Ketamine is used (Sasada and Smith, 1997):

  • 1-

    For the induction of anesthesia, especially in high risk patients with hypotension or asthma,

  • 2-

    For short procedures it is the fundamental technique, for instance; intra-visual examinations, burns dressings and radiological and radiotherapy procedures in children,

  • 3-

    As an agent for mass casualties in the field,

  • 4-

    For analgesia both post-operatively and in patients receiving intensive care,

  • 5-

    For pain relief from chronic pain for patients,

  • 6-

    For the reversal of severe un-responsive asthma.

It portrays a white crystalline powder (a phencyclidine derivative) which is diluted in water prior to use to yielding a color-less solution that contains 10/50/100 mg/ml of racemic ketamine hydrochloride.
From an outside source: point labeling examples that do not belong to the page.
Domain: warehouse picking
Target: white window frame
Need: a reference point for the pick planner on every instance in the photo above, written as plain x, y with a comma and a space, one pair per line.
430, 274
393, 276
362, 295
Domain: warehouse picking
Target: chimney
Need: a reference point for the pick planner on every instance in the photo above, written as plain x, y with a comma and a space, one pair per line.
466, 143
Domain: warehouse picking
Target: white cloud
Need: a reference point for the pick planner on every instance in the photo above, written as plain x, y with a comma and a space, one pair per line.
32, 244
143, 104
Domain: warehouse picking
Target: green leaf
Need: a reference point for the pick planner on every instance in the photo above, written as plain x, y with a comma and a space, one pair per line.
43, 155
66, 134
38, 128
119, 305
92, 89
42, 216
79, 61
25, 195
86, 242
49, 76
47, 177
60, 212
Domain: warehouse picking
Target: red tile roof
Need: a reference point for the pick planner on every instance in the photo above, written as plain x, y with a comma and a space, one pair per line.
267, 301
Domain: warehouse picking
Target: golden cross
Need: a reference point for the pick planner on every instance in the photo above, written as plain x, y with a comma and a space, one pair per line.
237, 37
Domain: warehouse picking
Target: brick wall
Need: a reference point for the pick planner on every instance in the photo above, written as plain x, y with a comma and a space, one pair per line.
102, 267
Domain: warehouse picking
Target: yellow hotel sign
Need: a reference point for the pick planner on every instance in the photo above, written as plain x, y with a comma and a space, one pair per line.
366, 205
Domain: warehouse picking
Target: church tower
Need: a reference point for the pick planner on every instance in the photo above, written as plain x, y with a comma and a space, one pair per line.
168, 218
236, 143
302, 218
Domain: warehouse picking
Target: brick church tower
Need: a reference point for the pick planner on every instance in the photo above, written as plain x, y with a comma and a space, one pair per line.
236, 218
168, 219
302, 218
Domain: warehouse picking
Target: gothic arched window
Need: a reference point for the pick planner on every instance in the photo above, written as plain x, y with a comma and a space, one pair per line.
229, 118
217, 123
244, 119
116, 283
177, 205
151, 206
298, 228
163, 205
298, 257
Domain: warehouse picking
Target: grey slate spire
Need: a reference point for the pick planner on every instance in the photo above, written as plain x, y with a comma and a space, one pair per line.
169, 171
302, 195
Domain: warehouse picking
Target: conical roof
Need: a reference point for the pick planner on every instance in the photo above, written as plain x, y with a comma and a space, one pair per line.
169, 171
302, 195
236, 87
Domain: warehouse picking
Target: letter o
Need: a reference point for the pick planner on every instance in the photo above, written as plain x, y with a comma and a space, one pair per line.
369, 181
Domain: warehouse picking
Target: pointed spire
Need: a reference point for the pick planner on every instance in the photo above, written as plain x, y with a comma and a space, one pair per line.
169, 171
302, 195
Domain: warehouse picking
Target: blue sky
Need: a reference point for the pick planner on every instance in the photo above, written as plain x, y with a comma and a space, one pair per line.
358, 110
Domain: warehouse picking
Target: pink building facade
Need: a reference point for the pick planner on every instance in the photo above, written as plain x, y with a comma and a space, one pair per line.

The 50 and 100 mg/ml preparations contain 1 in 10,000 benzethoniumchloride as a preservative (Karapinar et al., 2006).

2.2.1. Routes of administration and absorption

The intramuscular dose is 10 mg/kg; the onset of action is 2–8 min and the duration of action is 10–20 min. The corresponding intravenous dose is 1.5–2 mg/kg administered over a period of 60 s; the onset of action occurs within 30 s and the duration of action is 5–10 min. Ketamine may be infused intravenously at the rate of 50 mcg/kg/min. The drug is also effective when administered orally, extradural (in an adult dose of 10 mg) or intrathecally. Ketamine is well absorbed after oral or intramuscular administration; the oral bioavailability is 20%. Ketamine is 20–50% protein-bound in the plasma; the VD is 31/kg. The distribution half-life is 11 min; recovery is primarily due to redistribution from brain to peripheral tissues (Sasada and Smith, 1997, Malinovsky et al., 1996).

2.2.2. Mode of action and effects

Ketamine is a non-competitive antagonist of the N-methyl-d-aspartate (NMDA) receptors Ca2+ channel pore and also inhibits NMDA receptor activity by interaction with phencyclidine binding site. It may also modulate opioid and muscarinic receptor activity. Ketamine causes tachycardia, an increase in the blood pressure, central venous pressure and cardiac output secondary to enhance sympathetic tone. It causes mild stimulation of respiration with relative reservation of airway reflexes. Bronchodilation is a feature of the action of the drug. The state of dissociative anesthesia is produced by ketamine. The cerebral blood flow, cerebral metabolic rate, intraocular pressure increased; amnesia is a marked feature. The EEG demonstrates dominant theta activity and loss of alpha rhythm. At high doses, ketamine exhibits local anesthetic properties. Post-operative nausea and vomiting are common; salivation is increased following the administration of the drug. Ketamine increases uterine tone (Sasada and Smith, 1997, Nagdeve et al., 2006).

2.2.3. Metabolism and excretion

Ketamine is converted in the liver by NDE methylation and hydroxylation of the cyclohexylamine ring. Some of the metabolites are pharmacologically active. The conjugated metabolites are excreted in the urine. The clearance is 17 ml/kg/min and elimination half-life is 2.5 h (Adamowicz and Kala, 2005).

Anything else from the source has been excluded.